Palavras-chave: Segurança Alimentar
Composição de Alimentos
Atividade Antioxidante
Extrato de Alecrim
Fenólicos Totais
Flavonóides Totais
Data: 31-Out-2013
Editora: Instituto Nacional de Saúde Doutor Ricardo Jorge, IP
Resumo: O alecrim (Rosmarinus officinalis L.) é um subarbusto densamente ramoso e foliado e pertence à família Lamiaceae. É utilizado como erva aromática e foi recentemente aprovado como aditivo alimentar (Directivas 2010/67/UE e 2010/69/UE). As propriedades antioxidantes do alecrim tornam-no muito importante como conservante dos alimentos, e estas propriedades devem-se principalmente aos seus compostos fenólicos: ácidos fenólicos, diterpenos fenólicos, flavonóides e óleos voláteis. Neste estudo, o alecrim foi extraído com diferentes solventes e a sua actividade antioxidante foi testada através de três métodos: ensaio do DPPH● (2,2-difenil-1-picril-hidrazilo), determinação dos compostos fenólicos totais e determinação dos flavonóides totais. O alecrim foi extraído com acetona, metanol, etanol e hexano/etanol.

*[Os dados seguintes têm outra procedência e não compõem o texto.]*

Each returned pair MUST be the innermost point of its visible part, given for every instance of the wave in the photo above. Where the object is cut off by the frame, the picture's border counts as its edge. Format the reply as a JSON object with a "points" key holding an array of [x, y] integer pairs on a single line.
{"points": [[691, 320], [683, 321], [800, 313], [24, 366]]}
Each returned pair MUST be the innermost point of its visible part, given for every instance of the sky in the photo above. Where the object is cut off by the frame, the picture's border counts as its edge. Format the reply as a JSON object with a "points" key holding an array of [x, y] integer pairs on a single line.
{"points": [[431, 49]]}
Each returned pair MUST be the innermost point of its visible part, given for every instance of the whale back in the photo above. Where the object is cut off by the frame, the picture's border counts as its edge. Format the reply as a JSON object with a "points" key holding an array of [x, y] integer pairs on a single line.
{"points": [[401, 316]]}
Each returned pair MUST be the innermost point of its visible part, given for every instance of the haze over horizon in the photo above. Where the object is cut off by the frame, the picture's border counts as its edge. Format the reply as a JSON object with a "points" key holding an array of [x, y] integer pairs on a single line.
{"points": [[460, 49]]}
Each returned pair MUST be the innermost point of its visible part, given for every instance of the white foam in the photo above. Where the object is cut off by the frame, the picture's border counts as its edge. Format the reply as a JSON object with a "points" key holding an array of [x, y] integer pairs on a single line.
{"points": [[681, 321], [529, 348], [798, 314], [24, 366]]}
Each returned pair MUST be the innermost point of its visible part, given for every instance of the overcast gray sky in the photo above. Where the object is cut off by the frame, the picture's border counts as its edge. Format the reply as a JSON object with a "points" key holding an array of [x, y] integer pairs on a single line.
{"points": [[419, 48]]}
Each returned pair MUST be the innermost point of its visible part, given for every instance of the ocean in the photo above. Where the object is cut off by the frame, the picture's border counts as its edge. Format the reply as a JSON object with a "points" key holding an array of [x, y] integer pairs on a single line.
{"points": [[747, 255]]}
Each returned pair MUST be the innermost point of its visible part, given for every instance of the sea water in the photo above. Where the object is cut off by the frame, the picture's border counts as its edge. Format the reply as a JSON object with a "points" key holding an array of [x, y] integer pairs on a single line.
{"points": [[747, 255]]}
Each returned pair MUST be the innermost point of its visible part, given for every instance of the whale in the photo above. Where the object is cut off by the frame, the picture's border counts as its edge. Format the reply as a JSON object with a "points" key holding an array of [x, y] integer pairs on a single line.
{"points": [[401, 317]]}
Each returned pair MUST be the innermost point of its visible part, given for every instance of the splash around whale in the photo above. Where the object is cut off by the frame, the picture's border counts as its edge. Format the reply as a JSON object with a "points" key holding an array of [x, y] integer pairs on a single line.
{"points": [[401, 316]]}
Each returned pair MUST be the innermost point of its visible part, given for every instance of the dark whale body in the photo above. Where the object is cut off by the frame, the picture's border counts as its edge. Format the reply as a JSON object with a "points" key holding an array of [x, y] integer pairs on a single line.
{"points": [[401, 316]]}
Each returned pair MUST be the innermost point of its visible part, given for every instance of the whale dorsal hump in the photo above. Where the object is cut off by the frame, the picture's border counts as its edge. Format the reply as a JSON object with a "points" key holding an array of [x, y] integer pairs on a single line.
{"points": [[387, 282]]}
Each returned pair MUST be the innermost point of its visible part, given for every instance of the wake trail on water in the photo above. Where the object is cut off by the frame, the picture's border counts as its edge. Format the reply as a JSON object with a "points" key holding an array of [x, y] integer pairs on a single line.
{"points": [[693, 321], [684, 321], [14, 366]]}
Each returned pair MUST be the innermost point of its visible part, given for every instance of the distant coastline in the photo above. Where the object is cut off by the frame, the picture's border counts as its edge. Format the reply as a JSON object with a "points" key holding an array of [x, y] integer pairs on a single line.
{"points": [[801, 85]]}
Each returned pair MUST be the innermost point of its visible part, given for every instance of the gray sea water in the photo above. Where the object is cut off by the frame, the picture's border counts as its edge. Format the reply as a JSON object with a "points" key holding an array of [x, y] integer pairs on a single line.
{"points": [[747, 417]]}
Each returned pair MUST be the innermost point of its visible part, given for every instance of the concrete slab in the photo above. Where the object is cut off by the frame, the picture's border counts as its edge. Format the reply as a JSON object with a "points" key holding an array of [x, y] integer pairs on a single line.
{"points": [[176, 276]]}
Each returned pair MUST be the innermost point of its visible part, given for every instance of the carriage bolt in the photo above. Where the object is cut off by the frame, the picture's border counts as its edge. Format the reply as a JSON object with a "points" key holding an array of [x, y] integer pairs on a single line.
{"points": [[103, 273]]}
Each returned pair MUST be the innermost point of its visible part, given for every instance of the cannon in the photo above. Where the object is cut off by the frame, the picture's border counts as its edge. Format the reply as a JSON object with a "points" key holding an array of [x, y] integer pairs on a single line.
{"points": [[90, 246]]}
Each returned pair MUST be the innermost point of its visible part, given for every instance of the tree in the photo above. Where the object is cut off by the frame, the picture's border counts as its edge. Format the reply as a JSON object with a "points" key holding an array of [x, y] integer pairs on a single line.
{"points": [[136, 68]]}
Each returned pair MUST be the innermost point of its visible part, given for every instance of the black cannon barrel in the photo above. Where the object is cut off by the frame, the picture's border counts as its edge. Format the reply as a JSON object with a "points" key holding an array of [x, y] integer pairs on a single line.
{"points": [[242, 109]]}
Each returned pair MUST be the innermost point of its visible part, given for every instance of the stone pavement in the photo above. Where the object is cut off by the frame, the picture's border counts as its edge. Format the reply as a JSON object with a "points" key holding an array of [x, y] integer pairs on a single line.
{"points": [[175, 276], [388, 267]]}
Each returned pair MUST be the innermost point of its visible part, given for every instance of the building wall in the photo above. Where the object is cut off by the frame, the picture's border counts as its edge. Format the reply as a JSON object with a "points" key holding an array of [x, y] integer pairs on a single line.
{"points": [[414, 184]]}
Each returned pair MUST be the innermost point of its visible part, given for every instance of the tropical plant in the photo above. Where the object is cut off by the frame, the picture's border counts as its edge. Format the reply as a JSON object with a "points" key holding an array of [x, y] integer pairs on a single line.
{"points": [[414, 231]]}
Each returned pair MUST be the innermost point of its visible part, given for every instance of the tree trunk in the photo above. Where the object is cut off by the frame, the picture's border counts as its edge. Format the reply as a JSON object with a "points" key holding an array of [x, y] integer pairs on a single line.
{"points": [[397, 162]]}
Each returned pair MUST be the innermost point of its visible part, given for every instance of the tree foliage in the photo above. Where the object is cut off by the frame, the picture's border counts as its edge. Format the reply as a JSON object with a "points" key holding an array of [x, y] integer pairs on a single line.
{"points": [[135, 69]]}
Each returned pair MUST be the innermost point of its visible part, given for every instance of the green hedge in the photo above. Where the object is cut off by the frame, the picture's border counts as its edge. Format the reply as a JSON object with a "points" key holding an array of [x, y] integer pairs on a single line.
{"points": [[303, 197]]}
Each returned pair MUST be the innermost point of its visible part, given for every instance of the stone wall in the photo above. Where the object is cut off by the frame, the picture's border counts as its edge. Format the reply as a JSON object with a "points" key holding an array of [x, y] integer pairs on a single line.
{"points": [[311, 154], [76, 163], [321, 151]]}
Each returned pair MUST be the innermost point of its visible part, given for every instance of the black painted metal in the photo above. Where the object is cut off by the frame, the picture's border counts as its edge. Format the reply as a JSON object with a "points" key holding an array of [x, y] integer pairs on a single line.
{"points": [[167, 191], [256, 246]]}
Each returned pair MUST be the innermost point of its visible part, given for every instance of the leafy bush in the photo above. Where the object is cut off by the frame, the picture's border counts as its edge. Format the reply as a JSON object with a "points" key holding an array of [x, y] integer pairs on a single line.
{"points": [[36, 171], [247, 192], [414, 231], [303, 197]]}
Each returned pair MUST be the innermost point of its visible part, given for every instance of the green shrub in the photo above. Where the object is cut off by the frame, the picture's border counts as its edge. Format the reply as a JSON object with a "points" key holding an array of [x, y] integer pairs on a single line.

No ensaio do DPPH● adicionou-se uma alíquota de extrato (50 μL) a 2 mL de solução metanólica de DPPH● (3,6 × 10-5 M) e agitou-se. Após 30 min, mediu-se a absorvência a 515 nm. Para a determinação dos compostos fenólicos totais adicionou-se uma alíquota de 1 mL da solução teste, a 7,5 mL de reagente Folin–Ciocalteu. Deixou-se à temperatura ambiente durante 5 min e adicionou-se 7,5 mL de solução aquosa de Na2CO3 (60 mg/mL). Mediu-se a absorvência a 725 nm, após 2 h. Para a determinação dos flavonóides totais a uma alíquota de 1 mL da solução, adicionou-se água até perfazer 5 mL. De seguida adicionou-se 0,3 mL de NaNO3 (5%, p/v) e homogeneizou-se. Após 5 minutos, juntou-se 0,6 mL de AlCl3 (10%, p/v) e homogeneizou-se novamente. Ao fim de 6 min, adicionou-se 2 mL de NaOH 1 M e 2,1 mL de água. A absorvência foi medida a 510 nm. No ensaio do DPPH●, para os extratos em metanol, etanol, hexano/etanol e acetona, os valores de EC50 (concentração de extrato que produz uma inibição de 50% do DPPH•) obtidos foram 1,66 ± 0,04; 2,90 ± 0,05; 2,97 ± 0,03; e 3,04 ± 0,02 mg/mL, respectivamente. No segundo ensaio, os resultados obtidos, em mg GAE (equivalentes de ácido gálico)/g de extrato, foram 82,4 ± 2,43; 24,7 ± 0,74; 26,4 ± 1,46; e 24,8 ± 1,58, respectivamente. Relativamente ao terceiro ensaio, os resultados obtidos, em mg ECE (equivalentes de epicatequina)/g de extrato, foram 74,5 ± 5,24; 18,72 ± 1,40; 36,5 ± 17,71; e 13,9 ± 5,55, respectivamente. Verificou-se que o melhor solvente, entre os testados, foi o metanol, sendo as diferenças obtidas estatisticamente significativas (P <0,05).